After a minute or two, Joey calms down enough to explain—through words and gestures—that he wants his hat from his locker. That’s what this whole scene had been about. (I think he’d tried to grab it earlier.) Fatima takes Joey down from the changing table, then watches as he goes to the locker, opens it, and takes out the hat. After that, he’s
sage
and ready to go.

Fatima isn’t a pushover. She has a lot of authority with the kids. She didn’t think that just because she patiently listened to Joey, she was giving in to him. She just calmed him down, then gave him a chance to express what he wanted.

Unfortunately, there are endless scenarios and no one rule about what to do in every case. The French have a whole bunch of contradictory principles and few hard-and-fast rules. Sometimes you listen carefully to your kid. And sometimes you just put him on the scale. It’s about setting limits, but also about observing your child, building complicity, and then adapting to what the situation requires.
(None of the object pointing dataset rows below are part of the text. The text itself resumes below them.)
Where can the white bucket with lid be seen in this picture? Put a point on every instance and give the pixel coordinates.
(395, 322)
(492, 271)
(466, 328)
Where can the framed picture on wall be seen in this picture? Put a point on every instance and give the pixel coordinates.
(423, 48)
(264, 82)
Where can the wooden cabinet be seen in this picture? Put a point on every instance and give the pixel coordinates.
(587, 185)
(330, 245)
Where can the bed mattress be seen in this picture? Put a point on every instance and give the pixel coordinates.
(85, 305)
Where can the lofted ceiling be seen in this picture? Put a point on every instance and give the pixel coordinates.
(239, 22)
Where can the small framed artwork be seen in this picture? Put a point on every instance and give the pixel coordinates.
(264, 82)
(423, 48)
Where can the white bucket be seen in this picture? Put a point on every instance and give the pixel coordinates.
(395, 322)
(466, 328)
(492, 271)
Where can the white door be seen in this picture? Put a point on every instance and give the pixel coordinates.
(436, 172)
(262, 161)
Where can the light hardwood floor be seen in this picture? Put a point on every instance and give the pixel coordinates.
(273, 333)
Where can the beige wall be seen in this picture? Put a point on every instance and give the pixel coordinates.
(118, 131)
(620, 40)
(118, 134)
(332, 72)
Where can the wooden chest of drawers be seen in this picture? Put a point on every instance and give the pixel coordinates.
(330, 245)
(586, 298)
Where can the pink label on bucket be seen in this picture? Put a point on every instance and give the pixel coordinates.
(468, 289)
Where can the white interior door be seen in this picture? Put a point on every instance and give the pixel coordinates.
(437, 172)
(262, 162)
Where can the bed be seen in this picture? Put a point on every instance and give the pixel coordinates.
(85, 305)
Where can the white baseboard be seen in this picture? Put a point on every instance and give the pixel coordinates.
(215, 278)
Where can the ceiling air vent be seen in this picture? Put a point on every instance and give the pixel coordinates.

For some parents, all this probably becomes automatic.
But for now, I wonder if this balance will ever come naturally to me. It feels like the difference between trying to learn salsa dancing as a thirty-year-old and growing up dancing salsa as a child with your dad. I’m still counting steps and stepping on toes.

 

In some American
homes I’ve visited, it’s not uncommon for a child to be sent to his room during practically every meal. In France, there are lots of small reminders about how to behave, but being
puni
(punished) is a big deal.

Often, parents send the punished child to his room or to a corner. Sometimes, they spank him. I’ve seen French kids spanked in public only a few times, though friends of mine in Paris say they see it more frequently. At a staging of
Goldilocks and the Three Bears
, the actress playing mommy bear asks the audience what should happen to the baby bear, who’s been acting up.